To this end, ServiceNow has launched its own vaccine management solution: Vaccination Status. Pope explains that this application means companies can track the status of employee vaccinations.; “this kind of tool will enable businesses to analyze vaccination data and assess when it’s safe to reopen their premises. But more importantly, it will help employees feel safe, which after a tumultuous year proves a key aspect in encouraging staff back to the office.”
ServiceNow’s vaccine management solution has been integrated into its Safe Workplace HR tech suite. “By automating many of these processes, HR departments can focus on ensuring the safety of their employees, whilst employees can trust that sufficient steps are being taken to protect them”, concludes Pope.
HR tech provider Workday also launched a vaccine management solution. It did so in January 2021 as part of its Return to the Workplace tech stack.
Executive director of the office of CHRO solution marketing Barbry McGann explained that Workday’s vaccine management solution “gives HR leaders the necessary insight to help foster healthier workforces and safer workplaces.” The aim of the new offering is to ensure that employers have the insights to ensure the health and safety of their workers, as well as navigate a return to the office.
Workday’s vaccine management solution also enables companies to focus their employee outreach and pro-vaccination communications, and support those who are still waiting to be called for their vaccine, as well as those who are fully immunized.
Importantly, in doing so, Workday also ensures that companies can “securely manage the data and protect their employees’ privacy,” according to McGann.
The solution “puts HR in the driver’s seat with the tools to immediately assess outbreaks and to keep employees healthy and safe wherever they work and ensure business continuity– on-site or remotely at home,” concludes McGann.

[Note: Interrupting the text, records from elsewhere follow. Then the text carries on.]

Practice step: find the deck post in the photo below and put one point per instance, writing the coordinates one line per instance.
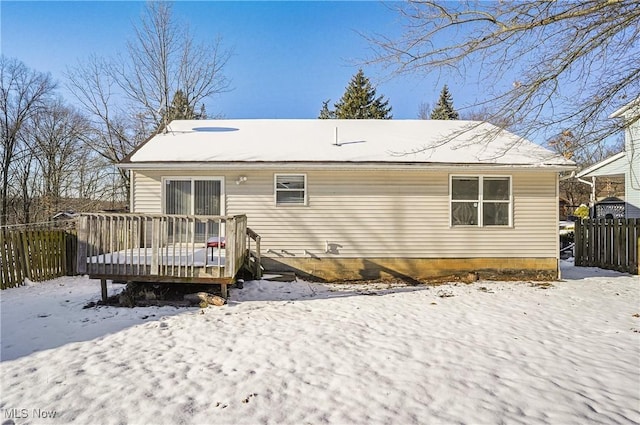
(103, 286)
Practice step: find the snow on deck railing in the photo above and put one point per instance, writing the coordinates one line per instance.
(130, 245)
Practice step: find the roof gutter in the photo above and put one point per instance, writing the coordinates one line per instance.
(227, 165)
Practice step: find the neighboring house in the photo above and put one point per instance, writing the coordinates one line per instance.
(625, 164)
(364, 199)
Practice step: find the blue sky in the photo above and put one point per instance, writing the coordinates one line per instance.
(287, 56)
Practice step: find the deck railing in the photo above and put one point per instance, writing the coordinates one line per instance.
(192, 248)
(609, 244)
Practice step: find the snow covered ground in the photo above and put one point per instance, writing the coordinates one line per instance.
(302, 353)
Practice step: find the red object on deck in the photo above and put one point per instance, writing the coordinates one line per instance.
(216, 242)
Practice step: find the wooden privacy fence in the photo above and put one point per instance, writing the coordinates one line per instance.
(608, 243)
(35, 252)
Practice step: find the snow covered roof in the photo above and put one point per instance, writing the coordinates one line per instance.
(340, 141)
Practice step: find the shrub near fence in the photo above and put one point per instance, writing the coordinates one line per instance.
(36, 253)
(608, 243)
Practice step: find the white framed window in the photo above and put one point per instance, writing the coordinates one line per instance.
(483, 201)
(290, 189)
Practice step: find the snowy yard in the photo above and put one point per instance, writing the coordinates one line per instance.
(301, 353)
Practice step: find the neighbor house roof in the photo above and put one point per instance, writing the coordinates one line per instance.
(339, 141)
(614, 165)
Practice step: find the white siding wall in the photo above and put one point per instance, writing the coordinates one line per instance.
(632, 174)
(379, 214)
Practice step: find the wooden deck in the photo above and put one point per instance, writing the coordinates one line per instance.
(165, 248)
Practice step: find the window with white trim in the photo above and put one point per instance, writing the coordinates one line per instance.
(291, 189)
(480, 201)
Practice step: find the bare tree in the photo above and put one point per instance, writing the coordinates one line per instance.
(424, 111)
(127, 98)
(164, 59)
(562, 64)
(23, 93)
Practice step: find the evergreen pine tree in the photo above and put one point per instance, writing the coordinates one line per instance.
(444, 108)
(359, 101)
(180, 109)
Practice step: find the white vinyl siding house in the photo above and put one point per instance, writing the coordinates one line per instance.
(349, 214)
(626, 163)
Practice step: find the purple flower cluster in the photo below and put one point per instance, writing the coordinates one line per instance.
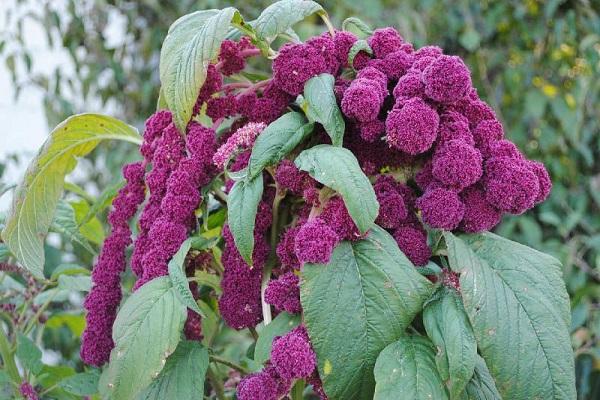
(103, 299)
(240, 303)
(292, 357)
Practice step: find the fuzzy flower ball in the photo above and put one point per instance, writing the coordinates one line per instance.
(479, 215)
(315, 241)
(284, 293)
(510, 185)
(413, 128)
(441, 208)
(363, 100)
(457, 164)
(292, 355)
(413, 243)
(447, 79)
(295, 64)
(385, 41)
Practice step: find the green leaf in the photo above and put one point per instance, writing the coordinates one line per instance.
(179, 279)
(482, 385)
(91, 229)
(280, 325)
(83, 384)
(65, 223)
(408, 367)
(277, 140)
(358, 24)
(242, 206)
(321, 106)
(37, 196)
(182, 378)
(356, 305)
(147, 330)
(449, 329)
(357, 47)
(282, 15)
(79, 283)
(29, 354)
(191, 43)
(518, 306)
(337, 168)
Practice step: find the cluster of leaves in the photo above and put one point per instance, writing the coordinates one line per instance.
(565, 89)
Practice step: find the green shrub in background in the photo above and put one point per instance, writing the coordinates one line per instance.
(536, 62)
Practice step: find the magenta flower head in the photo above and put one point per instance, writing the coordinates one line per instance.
(28, 391)
(395, 64)
(454, 126)
(486, 132)
(447, 79)
(413, 243)
(385, 41)
(457, 164)
(363, 100)
(441, 208)
(284, 293)
(510, 185)
(480, 215)
(428, 51)
(292, 355)
(410, 85)
(392, 209)
(343, 41)
(315, 241)
(372, 130)
(285, 249)
(295, 64)
(544, 180)
(325, 45)
(413, 128)
(503, 148)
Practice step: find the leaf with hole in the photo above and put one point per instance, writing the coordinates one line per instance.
(354, 306)
(321, 106)
(37, 196)
(518, 307)
(337, 168)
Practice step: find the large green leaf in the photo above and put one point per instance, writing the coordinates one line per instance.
(321, 106)
(519, 310)
(178, 277)
(147, 330)
(65, 222)
(408, 367)
(482, 385)
(36, 197)
(357, 304)
(277, 140)
(242, 206)
(448, 327)
(337, 168)
(191, 43)
(280, 325)
(282, 15)
(182, 378)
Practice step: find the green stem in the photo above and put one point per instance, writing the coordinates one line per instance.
(8, 358)
(216, 383)
(297, 392)
(229, 363)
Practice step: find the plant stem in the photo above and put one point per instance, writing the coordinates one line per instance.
(229, 363)
(216, 383)
(7, 357)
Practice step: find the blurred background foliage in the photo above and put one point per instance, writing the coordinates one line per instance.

There’s been plenty of chatter around the notion of establishing a vaccine passport system to enable people to move more freely. While this is a plausible solution, it’s also controversial. A recent TNW article highlighted how a digital COVID-19 vaccine passport could potentially deny people services due to algorithmic decisions.

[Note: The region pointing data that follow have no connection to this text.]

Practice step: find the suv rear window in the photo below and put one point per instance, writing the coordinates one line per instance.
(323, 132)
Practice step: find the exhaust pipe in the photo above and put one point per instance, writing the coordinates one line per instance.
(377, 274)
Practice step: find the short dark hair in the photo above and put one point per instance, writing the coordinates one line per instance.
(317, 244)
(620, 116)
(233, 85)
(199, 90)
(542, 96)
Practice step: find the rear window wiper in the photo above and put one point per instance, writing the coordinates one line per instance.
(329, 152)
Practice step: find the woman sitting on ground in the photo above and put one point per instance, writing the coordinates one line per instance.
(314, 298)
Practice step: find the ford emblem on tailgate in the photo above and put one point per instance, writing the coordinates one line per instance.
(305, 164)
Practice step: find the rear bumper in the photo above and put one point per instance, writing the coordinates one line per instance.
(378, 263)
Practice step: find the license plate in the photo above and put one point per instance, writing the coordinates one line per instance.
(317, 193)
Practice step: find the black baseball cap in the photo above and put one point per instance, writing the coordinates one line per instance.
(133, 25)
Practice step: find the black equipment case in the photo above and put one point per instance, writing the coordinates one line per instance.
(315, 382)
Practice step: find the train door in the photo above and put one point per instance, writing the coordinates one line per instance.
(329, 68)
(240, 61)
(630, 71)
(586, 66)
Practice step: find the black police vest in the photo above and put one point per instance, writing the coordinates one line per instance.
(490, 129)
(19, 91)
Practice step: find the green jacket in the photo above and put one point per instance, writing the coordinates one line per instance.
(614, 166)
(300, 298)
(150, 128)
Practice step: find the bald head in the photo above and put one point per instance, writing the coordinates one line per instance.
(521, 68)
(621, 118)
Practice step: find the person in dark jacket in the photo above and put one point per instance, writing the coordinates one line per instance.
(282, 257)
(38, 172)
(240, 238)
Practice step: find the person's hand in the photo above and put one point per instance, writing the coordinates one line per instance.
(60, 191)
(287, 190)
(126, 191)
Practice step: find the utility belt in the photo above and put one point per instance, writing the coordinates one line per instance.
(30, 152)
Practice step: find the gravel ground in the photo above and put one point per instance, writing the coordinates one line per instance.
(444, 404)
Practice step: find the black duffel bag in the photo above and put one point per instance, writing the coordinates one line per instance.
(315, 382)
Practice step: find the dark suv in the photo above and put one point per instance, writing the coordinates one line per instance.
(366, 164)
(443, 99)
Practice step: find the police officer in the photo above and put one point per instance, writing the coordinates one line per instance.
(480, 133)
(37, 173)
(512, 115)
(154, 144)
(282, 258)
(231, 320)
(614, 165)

On another note, tech giant IBM is also applying its Digital Health Pass solution to supporting opening up the workplace.

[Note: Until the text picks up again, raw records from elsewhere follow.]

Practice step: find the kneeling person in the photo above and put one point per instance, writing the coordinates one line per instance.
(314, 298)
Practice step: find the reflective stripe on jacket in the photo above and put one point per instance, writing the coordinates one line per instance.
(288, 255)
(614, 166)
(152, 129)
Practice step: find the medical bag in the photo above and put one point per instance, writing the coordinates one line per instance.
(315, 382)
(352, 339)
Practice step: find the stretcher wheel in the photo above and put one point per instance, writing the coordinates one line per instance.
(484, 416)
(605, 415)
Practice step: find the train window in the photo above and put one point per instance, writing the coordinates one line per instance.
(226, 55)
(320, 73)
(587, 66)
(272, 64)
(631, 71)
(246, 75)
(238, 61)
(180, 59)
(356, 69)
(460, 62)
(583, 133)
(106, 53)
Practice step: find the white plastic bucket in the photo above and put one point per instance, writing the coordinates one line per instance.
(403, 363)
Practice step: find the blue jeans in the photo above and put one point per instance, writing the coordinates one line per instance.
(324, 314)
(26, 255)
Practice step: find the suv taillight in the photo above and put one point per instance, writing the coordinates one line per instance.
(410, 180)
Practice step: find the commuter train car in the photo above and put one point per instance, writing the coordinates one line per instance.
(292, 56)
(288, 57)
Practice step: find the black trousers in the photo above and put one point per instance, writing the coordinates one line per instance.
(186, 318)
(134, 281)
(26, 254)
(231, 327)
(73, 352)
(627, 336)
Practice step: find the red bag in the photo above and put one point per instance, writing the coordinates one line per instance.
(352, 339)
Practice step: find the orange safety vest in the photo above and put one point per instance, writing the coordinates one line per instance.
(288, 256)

IBM’s product relies on blockchain technology to verify the vaccination or COVID-19 test credentials of employees before they enter the workplace.
By leveraging blockchain, IBM’s vaccine management solution prioritizes security and reduces the amount of information staff would have to share to provide their vaccination status to their employer. IBM did not respond to UNLEASH’s requests for further comments.
The Digital Health Pass is part of IBM Watson Works, which also includes the Return to Workplace Advisor product. This leverages data and analytics to advise and assist businesses in reopening their workplace in line with what is appropriate for their employees’ health.
Another company working on a vaccine passport focused on getting employees back to work is Virgin Pulse. Its product is called VP Passport and it combines COVID-19 symptom monitoring tools with an immunization certificate.
The aim is to enable companies to have better visibility about how and when they can open up their workforces safely. It also provides staff with reassurance that their workplace will be safe and healthy for them to return to. UNLEASH reached out to Virgin Pulse for comments.
VP Passport “not only empowers clients to effectively respond to the challenges of COVID-19, it allows them to take the first step in future-proofing their organization for whatever comes next,” writes Jordan Dunne, a member of Virgin Pulse’s marketing team in a blog post.
“We may be in uncharted waters, but we can all enjoy a little peace of mind while we navigate the next phase, together.,” added Dunne.